The strong, muscular, fawn colored dog with red and black oval spots stands 70cm and weighs between 70 to 100 kilos. Though his chops are so imposing it appears he could tear off a limb in one bite, what makes him appear so non threatening is its soft hazel nut eyes that have an intelligent, affectionate expression.
The dogs always pictured wearing a small barrel around their necks are associated with the Swiss Alps and rescue teams. They live up to their legend. For centuries the Saint Bernards have carried provisions including alcohol in casks to help revive stranded and injured travelers crossing the Alps. The dogs ability to find tracks buried in snow, helped lead the marroniers (guides) through fog and snow storms to locate lost travelers.
The Hospice founded around 1045-50 by Saint Bernard sits up on a cragged, forlorn peek and the dogs arrived approximately in 1650. However, the Saint Bernard race can be traced as back thirty centuries to Asia and then through trade and war made their way to Greece, Rome and finally the Alps. They were first used in the Middle Ages as guard dogs in the regions of Valais, Vaud and Bernese Alps.
The most famous dog, Barry (1800-1814) saved the lives of forty travelers. Barry’s birth coincided with the passage through the Pass of Napoleon Bonaparte’s Army.
« Whenever Barry smelled someone in danger, he ran to the rescue ; if he couldn’t do anything, he went back to the convent and asked for help by his attitude and barking. Once he licked a little boy to wake him up, then Barry incited the child by clever gestures to climb on his back so he could take him to the Hospice. » Meissner recounts in the Alpenrosen 1816.
The legends of Barry are documented in writings, drawings and painting of the time period. In his honor, the strongest male dog is always named Barry. The exploits of Barry II and Barry III are also widely acclaimed.

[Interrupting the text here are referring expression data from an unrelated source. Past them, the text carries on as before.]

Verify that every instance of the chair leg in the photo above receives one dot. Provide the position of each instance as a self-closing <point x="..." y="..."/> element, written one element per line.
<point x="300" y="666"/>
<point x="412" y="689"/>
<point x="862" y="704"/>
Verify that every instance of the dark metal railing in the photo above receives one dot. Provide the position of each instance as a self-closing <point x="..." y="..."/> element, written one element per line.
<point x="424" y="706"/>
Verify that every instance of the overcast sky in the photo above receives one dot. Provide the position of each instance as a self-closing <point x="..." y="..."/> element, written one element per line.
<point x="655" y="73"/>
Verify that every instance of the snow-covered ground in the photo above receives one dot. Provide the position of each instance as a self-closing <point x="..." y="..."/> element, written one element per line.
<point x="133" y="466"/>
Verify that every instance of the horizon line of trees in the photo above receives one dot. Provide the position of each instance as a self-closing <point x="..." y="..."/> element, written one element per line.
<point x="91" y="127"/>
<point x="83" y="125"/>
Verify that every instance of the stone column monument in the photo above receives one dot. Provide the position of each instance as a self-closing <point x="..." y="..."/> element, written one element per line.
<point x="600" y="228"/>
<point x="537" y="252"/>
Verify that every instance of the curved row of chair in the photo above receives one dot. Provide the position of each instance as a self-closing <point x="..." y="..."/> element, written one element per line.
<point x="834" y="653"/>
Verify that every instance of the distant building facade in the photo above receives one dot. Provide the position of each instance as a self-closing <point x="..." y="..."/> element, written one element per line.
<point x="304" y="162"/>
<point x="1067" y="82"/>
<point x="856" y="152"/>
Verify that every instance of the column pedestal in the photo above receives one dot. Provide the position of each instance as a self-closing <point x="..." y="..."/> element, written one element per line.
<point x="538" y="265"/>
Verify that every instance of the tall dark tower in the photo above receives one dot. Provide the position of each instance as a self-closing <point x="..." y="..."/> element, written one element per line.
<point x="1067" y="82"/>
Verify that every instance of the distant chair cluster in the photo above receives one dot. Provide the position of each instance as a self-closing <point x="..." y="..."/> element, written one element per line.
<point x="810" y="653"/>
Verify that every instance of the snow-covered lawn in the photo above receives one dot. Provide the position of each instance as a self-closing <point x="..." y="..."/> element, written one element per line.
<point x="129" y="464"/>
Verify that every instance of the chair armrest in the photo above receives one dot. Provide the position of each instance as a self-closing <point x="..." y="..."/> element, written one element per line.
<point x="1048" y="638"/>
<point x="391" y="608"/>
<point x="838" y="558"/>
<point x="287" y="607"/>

Henri Schumaker, (1831-1903) a Bernese, founded the first kennel for breeding purebred Saint Bernards apart from the Hospice. He is also attributed with starting the first Swiss Saint Bernard Club in 1884.
The dogs symbolize gentleness, devotion and humanitarian aid. Though the dogs must be behind glass enclosures for their own safety, they are walked daily and well cared for.
Visitors to the museum including tough, athletic young men, like my son, can be seen bending low to make faces, regressing to childhood, and talking to the animals through the window panes.